Strona:Wiktor Hugo - Nędznicy cz2.pdf/193

Ta strona została uwierzytelniona.

Biedne stare serce jeszcze było dziewiczem.
Ale że miał pięćdziesiąt pięć lat a Cozetta ośm, cała potęga miłości jaką mógł mieć w swem życiu, stopiła się w jakieś światło niewysłowione.
Była to druga biała postać, która mu ukazała się w życiu. Biskup zwiastował na jego widnokręgu jutrzenkę cnoty; z Cozettą weszła doń jutrzenka miłości.
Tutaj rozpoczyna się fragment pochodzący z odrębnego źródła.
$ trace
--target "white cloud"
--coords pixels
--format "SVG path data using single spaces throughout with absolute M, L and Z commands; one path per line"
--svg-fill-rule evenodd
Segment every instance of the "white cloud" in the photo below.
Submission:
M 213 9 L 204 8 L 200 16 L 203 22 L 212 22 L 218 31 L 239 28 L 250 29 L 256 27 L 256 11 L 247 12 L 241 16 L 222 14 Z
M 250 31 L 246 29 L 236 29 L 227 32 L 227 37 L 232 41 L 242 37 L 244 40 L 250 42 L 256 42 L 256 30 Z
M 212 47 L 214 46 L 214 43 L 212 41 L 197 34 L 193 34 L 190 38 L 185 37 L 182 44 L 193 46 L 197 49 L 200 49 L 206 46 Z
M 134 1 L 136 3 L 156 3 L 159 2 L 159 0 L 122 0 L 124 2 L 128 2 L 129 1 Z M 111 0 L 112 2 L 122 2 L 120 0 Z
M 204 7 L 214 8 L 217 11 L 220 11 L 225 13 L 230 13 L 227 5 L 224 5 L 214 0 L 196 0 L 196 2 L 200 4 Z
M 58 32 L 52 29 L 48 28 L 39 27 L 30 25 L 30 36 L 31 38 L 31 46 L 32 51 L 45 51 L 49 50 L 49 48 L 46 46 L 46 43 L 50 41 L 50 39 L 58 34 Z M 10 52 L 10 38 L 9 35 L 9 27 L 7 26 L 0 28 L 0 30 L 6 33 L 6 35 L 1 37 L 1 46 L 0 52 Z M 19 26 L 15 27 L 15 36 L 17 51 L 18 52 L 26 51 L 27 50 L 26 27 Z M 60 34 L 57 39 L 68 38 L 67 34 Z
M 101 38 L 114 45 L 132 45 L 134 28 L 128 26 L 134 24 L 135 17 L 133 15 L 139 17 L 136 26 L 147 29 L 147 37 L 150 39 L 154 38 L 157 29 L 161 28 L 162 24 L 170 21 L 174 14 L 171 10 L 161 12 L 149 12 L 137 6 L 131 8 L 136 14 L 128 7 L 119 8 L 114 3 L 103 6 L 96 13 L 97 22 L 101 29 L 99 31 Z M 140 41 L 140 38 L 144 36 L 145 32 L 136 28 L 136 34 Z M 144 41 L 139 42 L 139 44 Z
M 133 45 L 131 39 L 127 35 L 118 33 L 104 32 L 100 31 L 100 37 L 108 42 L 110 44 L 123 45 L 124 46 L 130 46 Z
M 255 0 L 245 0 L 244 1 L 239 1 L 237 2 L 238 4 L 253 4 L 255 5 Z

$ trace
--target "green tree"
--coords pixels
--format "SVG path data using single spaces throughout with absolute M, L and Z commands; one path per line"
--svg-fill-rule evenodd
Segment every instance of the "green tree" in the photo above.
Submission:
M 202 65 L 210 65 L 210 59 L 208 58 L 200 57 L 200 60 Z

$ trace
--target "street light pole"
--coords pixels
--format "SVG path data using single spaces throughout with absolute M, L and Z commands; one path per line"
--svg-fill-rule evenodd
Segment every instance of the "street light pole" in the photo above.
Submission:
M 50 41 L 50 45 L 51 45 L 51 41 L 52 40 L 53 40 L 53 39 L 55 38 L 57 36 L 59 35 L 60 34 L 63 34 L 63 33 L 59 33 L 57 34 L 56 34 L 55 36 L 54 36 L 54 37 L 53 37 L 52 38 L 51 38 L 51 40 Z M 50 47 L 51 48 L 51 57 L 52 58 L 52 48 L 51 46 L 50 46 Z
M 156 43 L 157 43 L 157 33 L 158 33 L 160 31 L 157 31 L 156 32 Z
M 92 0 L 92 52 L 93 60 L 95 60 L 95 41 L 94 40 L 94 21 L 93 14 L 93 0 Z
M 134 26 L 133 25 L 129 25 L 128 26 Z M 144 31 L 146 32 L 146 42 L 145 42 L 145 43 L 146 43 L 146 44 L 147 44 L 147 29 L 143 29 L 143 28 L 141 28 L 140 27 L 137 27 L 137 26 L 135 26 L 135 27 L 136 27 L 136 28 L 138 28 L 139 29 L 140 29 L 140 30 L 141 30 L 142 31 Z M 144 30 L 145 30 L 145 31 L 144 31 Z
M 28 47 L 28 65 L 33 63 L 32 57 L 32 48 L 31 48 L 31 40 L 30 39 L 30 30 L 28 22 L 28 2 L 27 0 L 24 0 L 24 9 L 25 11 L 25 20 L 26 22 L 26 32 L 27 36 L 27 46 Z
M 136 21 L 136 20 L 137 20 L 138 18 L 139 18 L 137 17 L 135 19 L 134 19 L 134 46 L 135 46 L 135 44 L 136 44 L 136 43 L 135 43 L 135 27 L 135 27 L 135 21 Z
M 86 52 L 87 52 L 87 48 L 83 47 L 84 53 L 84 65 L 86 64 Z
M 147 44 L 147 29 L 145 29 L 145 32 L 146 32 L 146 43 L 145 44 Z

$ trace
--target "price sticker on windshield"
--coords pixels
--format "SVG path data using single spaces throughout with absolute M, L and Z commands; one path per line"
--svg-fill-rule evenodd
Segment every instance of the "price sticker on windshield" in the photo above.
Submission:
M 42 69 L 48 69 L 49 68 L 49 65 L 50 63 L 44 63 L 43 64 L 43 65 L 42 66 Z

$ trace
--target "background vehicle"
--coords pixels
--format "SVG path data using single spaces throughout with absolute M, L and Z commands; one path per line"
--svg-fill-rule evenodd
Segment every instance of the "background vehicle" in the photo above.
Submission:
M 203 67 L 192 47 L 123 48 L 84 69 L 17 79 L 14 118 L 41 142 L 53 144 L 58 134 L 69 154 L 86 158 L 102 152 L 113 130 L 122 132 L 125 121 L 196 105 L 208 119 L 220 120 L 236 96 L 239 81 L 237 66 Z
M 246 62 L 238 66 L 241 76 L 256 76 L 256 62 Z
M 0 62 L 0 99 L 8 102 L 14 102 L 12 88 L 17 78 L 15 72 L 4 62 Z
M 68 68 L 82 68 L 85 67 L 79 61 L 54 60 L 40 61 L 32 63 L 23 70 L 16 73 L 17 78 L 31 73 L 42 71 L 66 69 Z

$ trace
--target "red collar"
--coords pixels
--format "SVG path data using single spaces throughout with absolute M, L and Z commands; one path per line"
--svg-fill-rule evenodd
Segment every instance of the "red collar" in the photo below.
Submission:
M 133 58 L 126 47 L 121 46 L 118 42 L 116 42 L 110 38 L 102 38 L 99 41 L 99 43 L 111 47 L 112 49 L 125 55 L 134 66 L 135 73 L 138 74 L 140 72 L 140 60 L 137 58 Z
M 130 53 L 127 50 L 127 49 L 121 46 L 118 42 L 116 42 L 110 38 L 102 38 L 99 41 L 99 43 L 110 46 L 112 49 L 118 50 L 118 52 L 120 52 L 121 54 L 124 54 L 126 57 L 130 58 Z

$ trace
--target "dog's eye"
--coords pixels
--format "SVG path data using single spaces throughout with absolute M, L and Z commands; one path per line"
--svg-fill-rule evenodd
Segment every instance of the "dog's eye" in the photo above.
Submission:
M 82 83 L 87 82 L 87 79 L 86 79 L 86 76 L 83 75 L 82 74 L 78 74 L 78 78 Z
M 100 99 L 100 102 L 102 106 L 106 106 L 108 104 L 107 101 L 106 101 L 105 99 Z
Ze swej strony Cozetta, biedna drobna istota, także stała się inną, sama nie wiedząc o tem! Matka opuściła ją tak małą, że wcale jej sobie nie przypominała. Jak wszystkie dzieci, podobne do latorośli winnych czepiających się wszystkiego, próbowała kochać. Ale daremnie. Wszyscy ją odpychali: Thenardierowie, ich dzieci i dzieci obce. Kochała psa, ale zdechł, potem żaden człowiek i żadne stworzenie znać jej nie chciało. Smutna rzecz, Cozetta, jakeśmy już wspomnieli, w ósmym roku miała serce zimne. Nie była to jej wina, ani jej brakło zdolności kochania; niestety! brakło możliwości. To też od pierwszego dnia wszystko co w niej czuło i myślało, jęło kochać tego poczciwca. Czego nie znała dotychczas, uczuła teraz — potrzebę wylania się.
Poczciwy człowiek nie wydawał się jej ani starym, ani ubogim. Owszem, Jan Valjean był dla niej pięknym, równie jak ta szkaradna ciupa wydawała się jej ładną.
Są to wrażenia jutrzenki dzieciątka, młodości i szczęścia. Młodość ziemi i życia przyczyniają się do tego. Nic powabniejszego jak ten barwny odblask szczęścia oświetlający poddasze. Wszyscy mieliśmy w przeszłości to poddasze lazurowe.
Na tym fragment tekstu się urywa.